The Perfectly Imperfect Home

My Favourite Decor Book


Several times in my blogs I have referred to Deborah Needleman's book The Perfectly Imperfect Home. I thought it was about time I showed you what I'm talking about.

Undecorate and House Beautiful Kitchens are from the library, but I own The Perfectly Imperfect Home.
As a teacher and a writer, I read a lot.  I read poetry, Y.A., non-fiction about poetry, education, and other serious topics, and increasingly, as I become more interested in how to make my home feel right, decor books.  Because of generous subscription gifts from my mother-in-law, I have been reading Canadian decor magazines for most of my married life; more recently, I have read House Beautiful as well, but never saw a connection between those magazines and my rental apartment, or beginner spec house.  Then Frances Schultz wrote about this book on her blog, and I ordered it, because I love Frances Schultz's taste. 
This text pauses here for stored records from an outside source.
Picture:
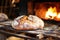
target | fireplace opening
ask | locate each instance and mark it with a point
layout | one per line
(49, 12)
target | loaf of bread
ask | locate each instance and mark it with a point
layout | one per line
(27, 23)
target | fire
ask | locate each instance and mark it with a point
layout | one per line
(51, 13)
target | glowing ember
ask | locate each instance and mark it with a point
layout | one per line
(51, 13)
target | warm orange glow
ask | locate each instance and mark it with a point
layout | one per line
(58, 16)
(51, 13)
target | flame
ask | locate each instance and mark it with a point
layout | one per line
(51, 13)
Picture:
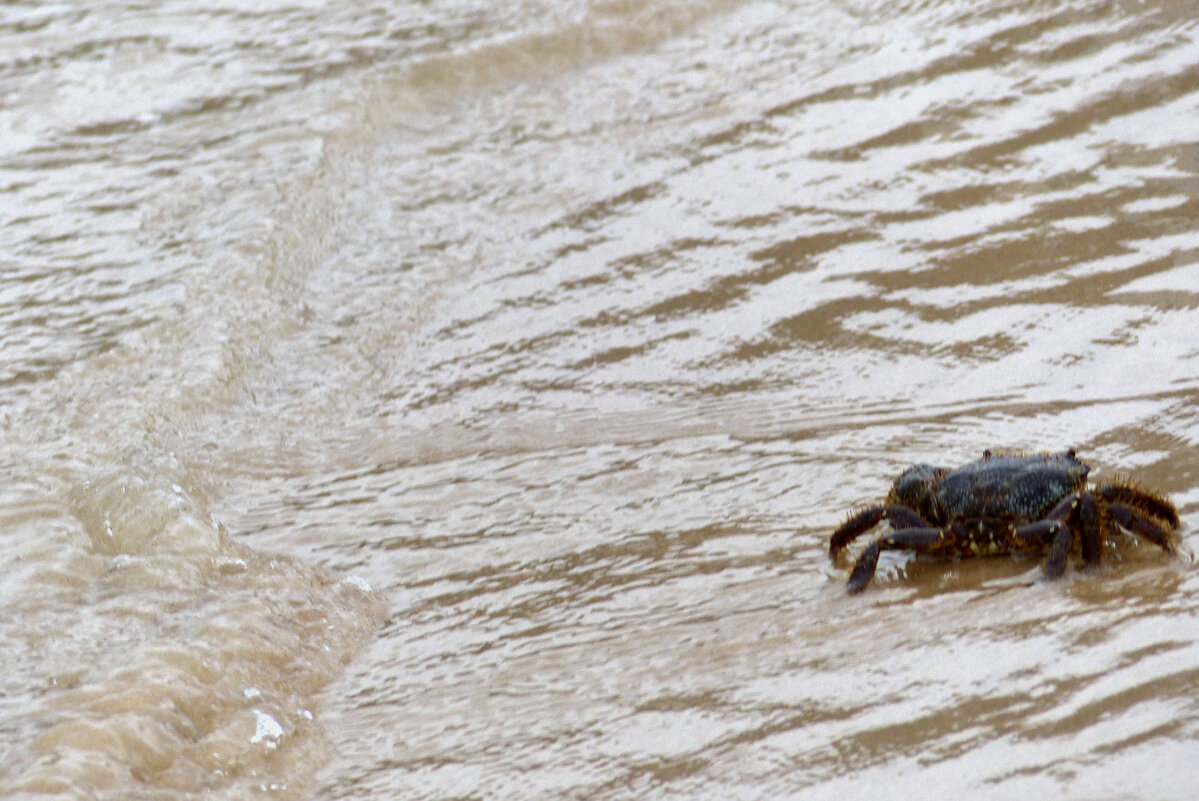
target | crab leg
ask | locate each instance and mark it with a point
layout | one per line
(1142, 525)
(1056, 534)
(1077, 513)
(922, 540)
(862, 521)
(1130, 495)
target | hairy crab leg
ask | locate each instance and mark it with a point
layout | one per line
(1125, 493)
(862, 521)
(922, 540)
(1142, 525)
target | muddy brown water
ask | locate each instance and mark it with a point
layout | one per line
(452, 401)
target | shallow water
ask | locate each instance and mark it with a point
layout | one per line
(455, 401)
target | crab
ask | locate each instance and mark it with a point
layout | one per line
(1006, 504)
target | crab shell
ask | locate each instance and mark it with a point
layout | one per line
(993, 487)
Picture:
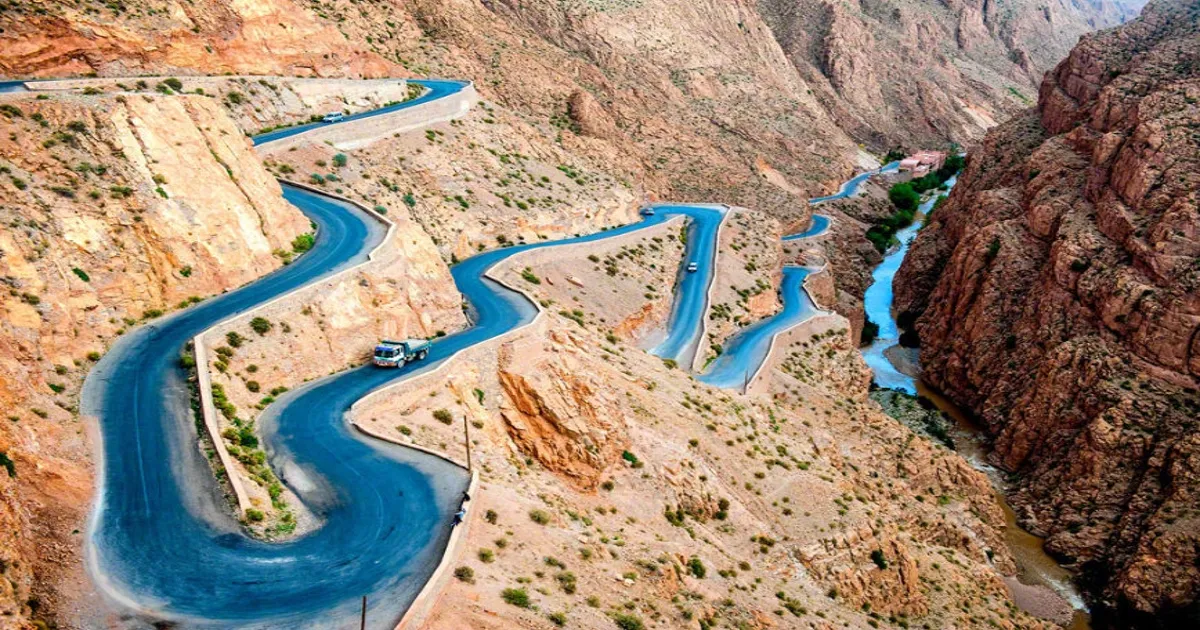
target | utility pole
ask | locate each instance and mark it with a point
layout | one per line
(466, 432)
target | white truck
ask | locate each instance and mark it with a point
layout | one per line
(397, 353)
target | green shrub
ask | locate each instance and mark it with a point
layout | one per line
(465, 574)
(261, 325)
(247, 438)
(303, 243)
(516, 597)
(567, 581)
(9, 465)
(870, 330)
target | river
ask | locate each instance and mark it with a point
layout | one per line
(1035, 567)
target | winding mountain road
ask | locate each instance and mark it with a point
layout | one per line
(161, 540)
(745, 352)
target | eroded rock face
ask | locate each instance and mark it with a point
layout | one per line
(114, 210)
(558, 412)
(923, 72)
(210, 36)
(1059, 298)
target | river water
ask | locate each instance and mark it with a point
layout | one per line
(1035, 567)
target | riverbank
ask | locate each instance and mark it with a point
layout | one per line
(1041, 587)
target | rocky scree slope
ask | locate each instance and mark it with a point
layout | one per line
(616, 490)
(114, 210)
(702, 101)
(1057, 297)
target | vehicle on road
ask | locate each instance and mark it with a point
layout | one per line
(397, 353)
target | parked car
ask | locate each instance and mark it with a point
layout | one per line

I read it, and then I read it again and again. Perhaps it is something about the premise of the perfectly imperfect that drew me in. As the daughter of a perfectionist who taught me how to set the table and make my bed, I recoiled from perfect decor as though it meant stress and ridicule.  But Needleman's tone is light and self-deprecating.  Also, my learning style is linguistic, so I don't learn much by looking at pictures without having what is going on in them spelled out for me.  Her topics are didactic and helpful, and often humorous, even gently satirical. I like how she starts with lighting, and the quirky titles of the chapters, like "A Bit of Quirk" and "Cozifications."
Part of the Table of Contents.
It was in the ottoman section on p. 78 where I learned that I could recover my old ottoman, and in Excellent Bed Linens, or the index at the back, where I learned I could get a good linen duvet cover from Restoration Hardware.  I wish she had chapters on curtains and rugs.

However, perhaps the biggest reason I cling to this book is the illustrations by Virginia Johnson, a Canadian artist. I realized after looking at them for countless hours, that I had seen many of these rooms in magazines before, and that now, through the watercolour paintings, I could envision my own home, whereas with sharp, digitally enhanced glossy photos, I could not.
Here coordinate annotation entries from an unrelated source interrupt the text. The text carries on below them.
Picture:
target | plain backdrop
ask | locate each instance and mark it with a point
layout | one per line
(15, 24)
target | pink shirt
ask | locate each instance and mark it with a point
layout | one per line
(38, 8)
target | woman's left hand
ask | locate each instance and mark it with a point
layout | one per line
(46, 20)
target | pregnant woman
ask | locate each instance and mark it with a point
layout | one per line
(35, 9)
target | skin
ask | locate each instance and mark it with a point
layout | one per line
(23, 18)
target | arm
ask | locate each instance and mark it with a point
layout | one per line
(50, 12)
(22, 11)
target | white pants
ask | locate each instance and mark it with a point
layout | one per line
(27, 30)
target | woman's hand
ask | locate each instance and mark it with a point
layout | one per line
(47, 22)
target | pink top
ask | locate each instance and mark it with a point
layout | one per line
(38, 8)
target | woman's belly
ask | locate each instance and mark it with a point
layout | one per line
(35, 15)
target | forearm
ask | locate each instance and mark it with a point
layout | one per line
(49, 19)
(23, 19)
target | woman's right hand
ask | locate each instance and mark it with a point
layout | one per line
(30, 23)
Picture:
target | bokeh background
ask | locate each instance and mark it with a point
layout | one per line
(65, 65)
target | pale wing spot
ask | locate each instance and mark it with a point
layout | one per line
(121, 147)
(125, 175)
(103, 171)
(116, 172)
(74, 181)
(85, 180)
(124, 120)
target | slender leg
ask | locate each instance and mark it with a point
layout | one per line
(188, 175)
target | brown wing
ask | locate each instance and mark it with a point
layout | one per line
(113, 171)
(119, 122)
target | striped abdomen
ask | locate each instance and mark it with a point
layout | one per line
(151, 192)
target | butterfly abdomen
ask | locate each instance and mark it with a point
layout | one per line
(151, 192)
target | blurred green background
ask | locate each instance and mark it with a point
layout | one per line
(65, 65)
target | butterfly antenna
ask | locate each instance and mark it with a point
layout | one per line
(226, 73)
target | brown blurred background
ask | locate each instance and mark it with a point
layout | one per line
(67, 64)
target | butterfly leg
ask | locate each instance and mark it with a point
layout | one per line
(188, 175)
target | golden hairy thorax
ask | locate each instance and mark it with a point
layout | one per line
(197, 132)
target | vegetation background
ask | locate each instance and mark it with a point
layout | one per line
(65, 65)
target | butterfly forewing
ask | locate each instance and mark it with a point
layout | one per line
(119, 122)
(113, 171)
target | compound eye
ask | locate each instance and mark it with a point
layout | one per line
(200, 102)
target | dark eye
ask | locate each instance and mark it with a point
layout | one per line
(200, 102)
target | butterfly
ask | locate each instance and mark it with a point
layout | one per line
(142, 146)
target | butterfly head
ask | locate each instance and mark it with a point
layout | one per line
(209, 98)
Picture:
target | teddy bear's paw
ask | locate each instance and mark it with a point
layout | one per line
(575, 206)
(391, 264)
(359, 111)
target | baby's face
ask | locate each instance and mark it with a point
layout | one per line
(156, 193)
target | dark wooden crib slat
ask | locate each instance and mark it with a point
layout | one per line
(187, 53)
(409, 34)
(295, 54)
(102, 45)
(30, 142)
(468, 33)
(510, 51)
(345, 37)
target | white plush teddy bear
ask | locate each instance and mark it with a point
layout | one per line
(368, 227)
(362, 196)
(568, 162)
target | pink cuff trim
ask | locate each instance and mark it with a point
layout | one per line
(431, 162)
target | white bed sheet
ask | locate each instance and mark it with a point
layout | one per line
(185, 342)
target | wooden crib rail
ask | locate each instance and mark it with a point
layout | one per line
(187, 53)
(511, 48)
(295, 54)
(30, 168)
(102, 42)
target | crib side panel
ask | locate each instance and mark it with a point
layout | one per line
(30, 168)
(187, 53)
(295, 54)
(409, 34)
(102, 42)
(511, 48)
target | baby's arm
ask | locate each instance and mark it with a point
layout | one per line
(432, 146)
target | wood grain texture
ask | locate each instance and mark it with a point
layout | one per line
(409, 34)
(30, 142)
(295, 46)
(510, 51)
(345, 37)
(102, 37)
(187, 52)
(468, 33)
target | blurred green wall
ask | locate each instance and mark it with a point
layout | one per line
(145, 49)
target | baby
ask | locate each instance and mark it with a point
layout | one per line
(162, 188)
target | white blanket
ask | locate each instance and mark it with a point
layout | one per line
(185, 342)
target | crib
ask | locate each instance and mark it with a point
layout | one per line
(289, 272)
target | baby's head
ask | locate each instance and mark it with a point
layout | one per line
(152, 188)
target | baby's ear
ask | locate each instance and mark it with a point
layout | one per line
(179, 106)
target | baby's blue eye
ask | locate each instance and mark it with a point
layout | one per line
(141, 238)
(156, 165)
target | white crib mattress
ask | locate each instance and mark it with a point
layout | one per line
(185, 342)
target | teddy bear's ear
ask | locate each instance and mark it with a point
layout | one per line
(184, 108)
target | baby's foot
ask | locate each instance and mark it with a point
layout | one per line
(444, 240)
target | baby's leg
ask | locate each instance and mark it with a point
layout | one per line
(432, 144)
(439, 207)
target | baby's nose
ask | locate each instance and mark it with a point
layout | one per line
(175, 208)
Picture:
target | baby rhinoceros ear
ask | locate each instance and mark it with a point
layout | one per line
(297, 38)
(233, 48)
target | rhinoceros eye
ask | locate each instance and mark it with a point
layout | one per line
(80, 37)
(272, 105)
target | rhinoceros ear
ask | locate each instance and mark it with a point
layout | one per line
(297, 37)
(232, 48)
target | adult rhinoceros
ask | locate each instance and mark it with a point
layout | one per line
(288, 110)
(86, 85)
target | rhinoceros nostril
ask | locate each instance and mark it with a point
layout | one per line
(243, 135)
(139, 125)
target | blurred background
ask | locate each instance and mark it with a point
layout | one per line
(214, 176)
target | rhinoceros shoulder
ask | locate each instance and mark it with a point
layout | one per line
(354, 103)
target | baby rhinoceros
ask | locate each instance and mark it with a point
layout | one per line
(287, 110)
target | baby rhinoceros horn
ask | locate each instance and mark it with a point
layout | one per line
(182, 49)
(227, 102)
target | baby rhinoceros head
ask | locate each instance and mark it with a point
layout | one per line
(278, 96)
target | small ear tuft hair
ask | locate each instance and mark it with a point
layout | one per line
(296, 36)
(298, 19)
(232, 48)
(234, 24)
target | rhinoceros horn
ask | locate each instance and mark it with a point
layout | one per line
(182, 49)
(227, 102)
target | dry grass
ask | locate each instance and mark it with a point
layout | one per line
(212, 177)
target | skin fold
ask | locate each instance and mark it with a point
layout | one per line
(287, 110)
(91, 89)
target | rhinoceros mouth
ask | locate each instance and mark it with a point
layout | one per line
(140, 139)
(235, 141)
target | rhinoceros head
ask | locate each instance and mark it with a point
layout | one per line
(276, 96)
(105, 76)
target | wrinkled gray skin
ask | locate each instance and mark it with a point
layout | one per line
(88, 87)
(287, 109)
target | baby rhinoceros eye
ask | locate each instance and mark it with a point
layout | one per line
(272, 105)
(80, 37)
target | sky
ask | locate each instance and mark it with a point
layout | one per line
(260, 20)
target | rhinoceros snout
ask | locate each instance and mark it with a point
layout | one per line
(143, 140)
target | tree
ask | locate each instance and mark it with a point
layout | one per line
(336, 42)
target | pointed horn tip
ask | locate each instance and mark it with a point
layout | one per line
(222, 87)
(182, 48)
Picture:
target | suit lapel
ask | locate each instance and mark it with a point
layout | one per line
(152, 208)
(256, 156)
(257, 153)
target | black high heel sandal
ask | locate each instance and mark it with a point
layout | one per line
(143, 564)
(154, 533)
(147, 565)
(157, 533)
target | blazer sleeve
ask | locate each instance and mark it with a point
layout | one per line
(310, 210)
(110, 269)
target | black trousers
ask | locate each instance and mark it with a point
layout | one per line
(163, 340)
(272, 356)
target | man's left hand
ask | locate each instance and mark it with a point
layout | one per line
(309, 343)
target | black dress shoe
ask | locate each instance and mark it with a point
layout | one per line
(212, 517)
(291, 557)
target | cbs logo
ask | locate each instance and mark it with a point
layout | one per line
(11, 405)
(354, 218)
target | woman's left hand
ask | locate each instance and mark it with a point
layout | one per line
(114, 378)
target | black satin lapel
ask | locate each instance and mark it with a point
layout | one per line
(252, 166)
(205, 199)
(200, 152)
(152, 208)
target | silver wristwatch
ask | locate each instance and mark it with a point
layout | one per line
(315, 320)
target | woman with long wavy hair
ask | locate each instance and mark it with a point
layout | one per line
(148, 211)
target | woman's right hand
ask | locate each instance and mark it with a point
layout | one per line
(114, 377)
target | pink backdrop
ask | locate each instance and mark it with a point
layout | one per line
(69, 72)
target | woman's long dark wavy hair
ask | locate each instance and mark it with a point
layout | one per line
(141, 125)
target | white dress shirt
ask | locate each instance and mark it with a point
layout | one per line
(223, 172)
Virginia Johnson illustration of Miles Redd room.
 Do you see all my sticky page holders? That is a sign of a loved book.
Another Virginia Johnson illustration of  a Miles Redd room.
How many hours have I stared at photos of these rooms in magazines? 
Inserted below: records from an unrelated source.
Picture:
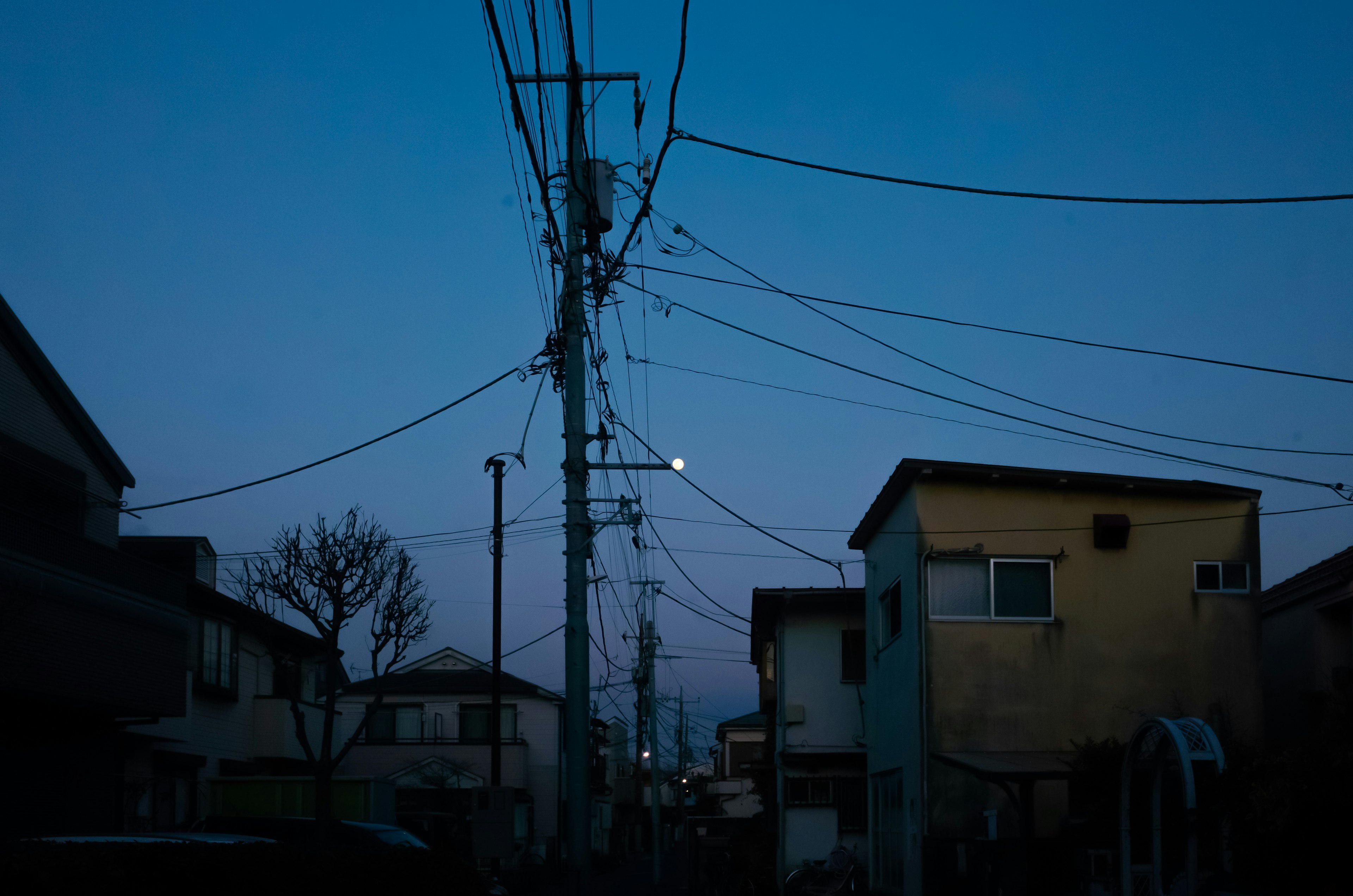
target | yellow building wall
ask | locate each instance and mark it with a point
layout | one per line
(1130, 641)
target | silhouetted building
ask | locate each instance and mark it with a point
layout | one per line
(1308, 646)
(91, 638)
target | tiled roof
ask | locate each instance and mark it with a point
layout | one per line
(454, 681)
(1330, 573)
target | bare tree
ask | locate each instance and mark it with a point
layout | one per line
(335, 576)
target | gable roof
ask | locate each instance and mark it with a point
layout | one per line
(911, 469)
(752, 722)
(48, 381)
(1328, 576)
(447, 658)
(768, 604)
(477, 681)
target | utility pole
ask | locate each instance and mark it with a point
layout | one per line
(496, 710)
(582, 229)
(574, 321)
(655, 791)
(681, 760)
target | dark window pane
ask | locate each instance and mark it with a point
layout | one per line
(474, 723)
(960, 588)
(1235, 577)
(1023, 589)
(850, 804)
(853, 656)
(382, 726)
(895, 610)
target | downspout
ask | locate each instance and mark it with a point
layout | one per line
(780, 748)
(923, 635)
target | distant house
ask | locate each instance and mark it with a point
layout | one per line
(91, 638)
(741, 745)
(1308, 646)
(244, 669)
(810, 649)
(432, 734)
(1011, 611)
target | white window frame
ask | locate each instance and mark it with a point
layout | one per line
(1221, 591)
(885, 615)
(991, 591)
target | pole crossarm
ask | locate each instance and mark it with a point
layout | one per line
(628, 466)
(582, 76)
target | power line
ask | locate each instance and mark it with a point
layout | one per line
(731, 512)
(1008, 193)
(393, 432)
(999, 329)
(1072, 529)
(899, 410)
(1002, 392)
(1335, 488)
(654, 530)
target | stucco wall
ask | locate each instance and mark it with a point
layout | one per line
(894, 671)
(1132, 638)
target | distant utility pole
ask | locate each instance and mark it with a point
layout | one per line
(650, 650)
(583, 182)
(496, 707)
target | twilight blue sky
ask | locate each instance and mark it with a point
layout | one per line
(254, 235)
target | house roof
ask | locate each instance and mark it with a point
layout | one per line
(1332, 574)
(911, 469)
(463, 681)
(55, 389)
(752, 722)
(768, 604)
(274, 631)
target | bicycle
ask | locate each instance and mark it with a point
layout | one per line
(839, 873)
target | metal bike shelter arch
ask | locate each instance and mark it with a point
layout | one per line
(1157, 745)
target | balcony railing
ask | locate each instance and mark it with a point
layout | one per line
(471, 742)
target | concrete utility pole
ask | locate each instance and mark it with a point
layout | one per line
(496, 735)
(574, 313)
(655, 790)
(582, 229)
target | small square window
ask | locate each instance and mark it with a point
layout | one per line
(1236, 577)
(1022, 589)
(853, 654)
(1211, 576)
(894, 608)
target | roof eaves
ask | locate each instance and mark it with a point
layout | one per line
(910, 469)
(49, 381)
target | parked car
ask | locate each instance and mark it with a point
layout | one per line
(363, 836)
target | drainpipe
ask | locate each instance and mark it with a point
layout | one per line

Yet I never really imagined how my rooms could be like those.  Suddenly, in water colour, I could see a green sofa like mine, and a green lamp that I could buy in a local store. The pillows, with their suggested patterns, could be like some I could find or make.  Maybe I don't want my walls that dark blue, but I could paint them in high gloss, or not. 

I am not an artist, but I guess there is something about water colour art in particular that opens up the imagination in ways that photography cannot.  Unexpectedly, creating a beautiful room seemed a simpler matter of colours, patterns and shapes, which could be achieved with not only the most expensive materials. It is as if the illustrations themselves say, "It is O.K. if everything is not perfect. It is still beautiful."
Virginia Johnson illustration of Steven Gembrel entry hall.

And for some photos I had not yet seen, how exciting it was to see them after the illustrations, and have them seem not so intimidating. Anyone can paint a hallway green, this page seems to say, whether it is  lacquered or not.

Sometimes, I follow the book like a recipe,which I know is not creative, but like I said, by creative talents are with the written word.
Pillow recipe.
I actually found the pillow cover on the left in a store in California and ordered a tiny "boudoir" one over the phone. They didn't know how high the duty would be and neither did I until I received it! I thought we had free trade between Canada and the United States, but it turns out these pretty little pillow cases are made in France. Oh dear, slavishly following even a drawing can be expensive.
"Boudoir" pillow on my bed. "Not Too Many Pillows."
Deborah Needleman is a perceptive decorator and convincing writer, and has chosen the best pictures for her book. I read it again every few months, even though I have it pretty well memorized, to pick up more tips on how I can make my house beautiful and how to live well in it.  I hope you have a chance to look at it, too.

2 comments:

Frances Schultz said...

Susan, wow, thanks for the LOVE! And right back atcha! But even apart from that - what a great post. I love your writing about how the paintings opened you to see other possibilities and further inspired your own creativity. Wow. Keep it up.

Susan Telfer said...

Thank you so much, Frances. How absolutely thrilling and honouring it is to have your comment on my post!